Joe Spinell, who co-wrote the film with C.A. Rosenberg, plays Frank Zito, a fat Italian man who likes to scalp women and place their hair on mannequins, whom he interacts with as if they were alive. From the beginning of the movie, we’re invited into Zito’s world and perspective, something that’s missing from most slasher films from the early 80s and late 70s. Actually, “invited” isn’t the right word, because Lustig forces the viewer into Zito’s brain.

In the 1978 version of Halloween, which established the mold of the slasher movie, Michael Myers isn’t much more than a shadowy monster, even after you learn about his back story. He killed his sister when he was six, suggesting that he’s innately evil. Like an otherworldly killing machine, he has super strength, can instantly appear in unexpected places and take absurd amounts of damage. But, hanging out with Frank Zito in his dingy New York apartment, where he keeps his TV and radio on for company, I got a sense of a profoundly lonely human.

Zito spends a lot of time talking to himself and a neglectful mother who now only lives in his head; and he routinely experiences torturous flashbacks of his murders. He’s also ugly in a very mundane way, with pock marks on his cheeks, greasy skin, and male pattern baldness. (Zito’s ugliness in the original Maniac is one reason why the 2012 remake, starring Elijah Wood, isn’t as good. Elijah is too handsome to pull off a believable Frank Zito.)

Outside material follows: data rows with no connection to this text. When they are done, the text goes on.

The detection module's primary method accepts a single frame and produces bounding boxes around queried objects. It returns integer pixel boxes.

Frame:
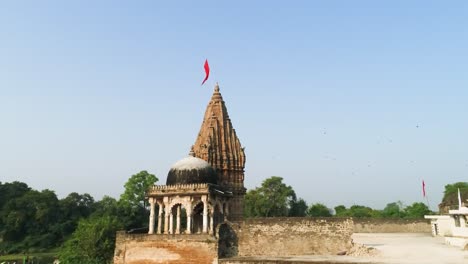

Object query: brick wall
[114,232,218,264]
[232,217,353,256]
[353,218,431,233]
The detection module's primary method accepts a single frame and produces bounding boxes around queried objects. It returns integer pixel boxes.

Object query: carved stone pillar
[164,205,169,234]
[185,207,192,234]
[210,209,214,234]
[202,200,208,233]
[223,203,229,221]
[148,197,156,234]
[156,203,164,234]
[169,208,174,234]
[176,204,180,234]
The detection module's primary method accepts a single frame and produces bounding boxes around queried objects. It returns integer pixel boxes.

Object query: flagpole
[422,179,431,210]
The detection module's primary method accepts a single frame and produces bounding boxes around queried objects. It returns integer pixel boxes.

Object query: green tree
[59,216,121,264]
[244,176,296,217]
[348,205,380,218]
[405,203,431,218]
[289,198,307,217]
[307,203,332,217]
[335,205,349,217]
[120,171,158,208]
[382,201,405,218]
[439,182,468,213]
[117,171,158,230]
[0,190,60,253]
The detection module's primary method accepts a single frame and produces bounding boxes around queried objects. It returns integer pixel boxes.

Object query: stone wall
[353,218,431,234]
[231,218,353,256]
[114,232,218,264]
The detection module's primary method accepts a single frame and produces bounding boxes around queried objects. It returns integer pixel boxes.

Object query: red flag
[423,180,426,197]
[202,60,210,85]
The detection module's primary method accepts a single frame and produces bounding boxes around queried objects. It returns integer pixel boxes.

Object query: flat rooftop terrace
[219,233,468,264]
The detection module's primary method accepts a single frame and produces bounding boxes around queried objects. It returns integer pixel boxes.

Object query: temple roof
[166,151,218,185]
[193,83,245,172]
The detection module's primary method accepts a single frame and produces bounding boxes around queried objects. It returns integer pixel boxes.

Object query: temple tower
[193,83,246,221]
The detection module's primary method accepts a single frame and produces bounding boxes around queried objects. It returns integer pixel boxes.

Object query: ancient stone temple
[147,84,245,234]
[193,84,245,221]
[114,82,354,264]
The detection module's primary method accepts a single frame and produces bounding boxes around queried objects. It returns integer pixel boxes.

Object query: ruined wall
[232,217,353,256]
[114,232,218,264]
[353,218,431,233]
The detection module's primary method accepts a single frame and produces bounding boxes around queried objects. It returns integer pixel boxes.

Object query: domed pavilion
[147,84,245,234]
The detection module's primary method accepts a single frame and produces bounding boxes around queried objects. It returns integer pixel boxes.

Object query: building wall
[229,218,353,256]
[114,232,218,264]
[353,218,432,234]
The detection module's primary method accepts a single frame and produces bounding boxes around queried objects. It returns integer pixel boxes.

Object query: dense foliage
[0,171,157,264]
[439,182,468,213]
[0,174,454,264]
[244,176,436,219]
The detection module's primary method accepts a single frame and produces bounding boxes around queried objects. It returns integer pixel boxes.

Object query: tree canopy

Lustig uses a claustrophobic, on-the-shoulder narrative perspective, often showing us the world directly through Zito’s eyes, which creates sympathy both for him and his victims. When flashes of Zito’s mother replace a mannequin in his bed for a few brief seconds, it’s done without any hand-holding for the viewer, and I didn’t understand what was going on at first. But I eventually found the disorientation to be effective—an attempt to make me understand why Frank Zito is who he is.

Maniac also adheres to some of the worst slasher clichés. During long chase scenes, Lustig eroticizes the female in distress and glorifies Zito’s position of power. Also, you usually know exactly what’s going to happen in these scenes, in large part because of the ridiculously cheesy (and kind of awesome) synth soundtrack. As a white male who grew up on 80s slashers, perhaps it’s easy for me to gloss over these things, but I still think that Lustig’s attempt to humanize Frank Zito outweighs the movie’s faults.

As a culture, we’re attracted to empty antagonists like Michael Myers because of the way they reinforce black-and-white ideas of good and evil. It’s much easier to see Adam Lanza, James Holmes, or any other killer as an evil monster than it is to attempt to understand them. While Maniac doesn’t paint a portrait of Frank Zito that’s as complex and heart-rending as, say, that of Perry Smith in Truman Capote’s In Cold Blood, it’s still an early and important attempt to venture into the mind of a killer, which should elicit sympathy in addition to fear and revulsion. Lustig’s film is often clumsy, but it also brings up the idea that all humans are capable of monstrous acts, that there’s no such thing as inherently good or bad people.